Availability of adequate supply of water is an important consideration. Rivers, lakes or big reservoirs are considered to be the best source of water. Streams, canals and wells are also good and dependable source of water for the ponds.

Arrangement should be made for proper drainage. Ponds should be so constructed that each can be drained completely and individually, and water can be replaced with fresh oxygenated water.

The drain pipe of the pond should be large enough for quick drainage. The inlet pipe should be 15-20 cm above the water level, and must be provided with a screen to prevent the entry of wild fish.

A screen should be placed at the end of the outlet also to check loss of fish. Another factor to be considered is that the pond should be free from overflow or flooding from rain water.

Related: Female Fish and their Reproductive Strategies

Layout of a Fish Pond

The layout of a fish farm depends upon the total area available, species to be cultured, and the type of farming to be practiced. For restricted farming, fry and fingerlings are procured from the market, and are grown in ponds to marketable size. For this few rearing and stocking ponds are required to be constructed.

But in complete fish farming a larger number of tanks are required for specific purpose, as the brood fish are spawned, eggs are hatched, fry are reared to fingerlings and adults.

Before constructing the ponds, selected site is cleared of all the trees, stumps, rocks and stones, which are likely to interfere with netting and harvesting operations.

Ponds should be arranged in such a way as to provide maximum efficiency of production. Usually small farms (1-5 acre) are preferred as they are easy to manage, and small ponds can be drained and refilled quickly, facilitating better care of the fish.

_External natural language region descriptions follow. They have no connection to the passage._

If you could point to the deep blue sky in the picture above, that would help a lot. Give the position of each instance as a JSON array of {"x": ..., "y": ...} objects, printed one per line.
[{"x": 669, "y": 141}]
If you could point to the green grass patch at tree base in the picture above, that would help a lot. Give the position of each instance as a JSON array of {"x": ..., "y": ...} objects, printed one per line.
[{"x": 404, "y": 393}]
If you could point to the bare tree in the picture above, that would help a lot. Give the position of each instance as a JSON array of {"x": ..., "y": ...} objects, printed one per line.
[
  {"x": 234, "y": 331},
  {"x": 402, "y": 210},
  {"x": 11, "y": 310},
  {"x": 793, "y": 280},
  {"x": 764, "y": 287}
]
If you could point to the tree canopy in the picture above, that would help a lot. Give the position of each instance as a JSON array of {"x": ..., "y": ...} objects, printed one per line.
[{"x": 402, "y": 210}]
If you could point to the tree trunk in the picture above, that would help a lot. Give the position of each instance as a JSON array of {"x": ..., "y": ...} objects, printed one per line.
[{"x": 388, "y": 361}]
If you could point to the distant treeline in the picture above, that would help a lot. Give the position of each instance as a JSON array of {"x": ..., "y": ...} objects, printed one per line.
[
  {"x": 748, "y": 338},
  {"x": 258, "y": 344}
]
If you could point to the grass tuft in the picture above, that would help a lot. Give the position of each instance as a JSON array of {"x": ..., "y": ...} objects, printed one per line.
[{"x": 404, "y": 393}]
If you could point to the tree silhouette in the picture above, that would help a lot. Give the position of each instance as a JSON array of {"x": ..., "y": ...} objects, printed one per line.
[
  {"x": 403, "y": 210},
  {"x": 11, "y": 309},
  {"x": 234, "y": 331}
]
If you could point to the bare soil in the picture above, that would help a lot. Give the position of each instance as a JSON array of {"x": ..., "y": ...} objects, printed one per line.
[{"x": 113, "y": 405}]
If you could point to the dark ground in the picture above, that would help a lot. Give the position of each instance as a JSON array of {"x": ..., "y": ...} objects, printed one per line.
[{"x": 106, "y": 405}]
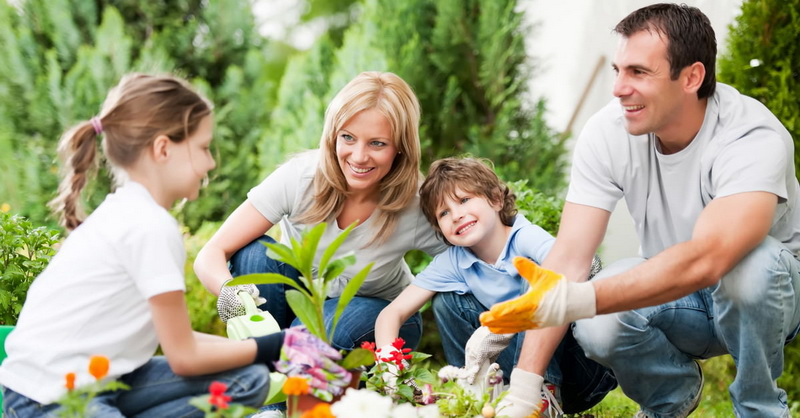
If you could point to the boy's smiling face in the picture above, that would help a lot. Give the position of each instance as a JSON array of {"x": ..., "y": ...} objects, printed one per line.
[{"x": 469, "y": 220}]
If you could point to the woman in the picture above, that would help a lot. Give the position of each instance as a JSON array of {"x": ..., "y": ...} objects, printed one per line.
[{"x": 366, "y": 170}]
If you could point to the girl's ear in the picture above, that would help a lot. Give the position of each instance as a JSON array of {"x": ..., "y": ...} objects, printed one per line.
[{"x": 160, "y": 148}]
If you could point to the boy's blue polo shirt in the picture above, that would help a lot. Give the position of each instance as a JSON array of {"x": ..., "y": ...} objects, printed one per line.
[{"x": 459, "y": 270}]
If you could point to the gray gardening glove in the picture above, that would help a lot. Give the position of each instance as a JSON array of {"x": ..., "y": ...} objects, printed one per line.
[
  {"x": 229, "y": 305},
  {"x": 481, "y": 351}
]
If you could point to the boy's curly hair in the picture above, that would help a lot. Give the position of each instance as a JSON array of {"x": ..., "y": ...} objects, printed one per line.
[{"x": 471, "y": 175}]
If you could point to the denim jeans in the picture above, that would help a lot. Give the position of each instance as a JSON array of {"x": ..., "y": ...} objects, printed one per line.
[
  {"x": 155, "y": 392},
  {"x": 357, "y": 322},
  {"x": 750, "y": 314},
  {"x": 583, "y": 383}
]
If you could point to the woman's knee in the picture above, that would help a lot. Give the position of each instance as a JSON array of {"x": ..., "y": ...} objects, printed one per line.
[{"x": 252, "y": 258}]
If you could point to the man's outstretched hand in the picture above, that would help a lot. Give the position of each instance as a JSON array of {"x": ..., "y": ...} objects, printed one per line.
[{"x": 552, "y": 300}]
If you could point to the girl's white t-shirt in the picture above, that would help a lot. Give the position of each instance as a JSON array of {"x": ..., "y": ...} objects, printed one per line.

Ponds can be arranged in one of the following ways:

(a) Ponds are constructed in a series, one behind the other, and are connected to each other. Water from the source is supplied to the ponds by a channel, and the last pond has an outlet to drain excess of water. Ponds are connected to each other and one overflows into the other.

(b) Ponds are arranged parallel to each other and have separate inlet and outlet so that water from one pond does not overflow into the other. They may be built in one or two rows. A screen is always provided near the inlet and outlet to prevent entry of wild fish, and loss of culture fish.

Swamps can also be reclaimed and converted to fish ponds. Swamps can also be used for the culture of air breathing fishes.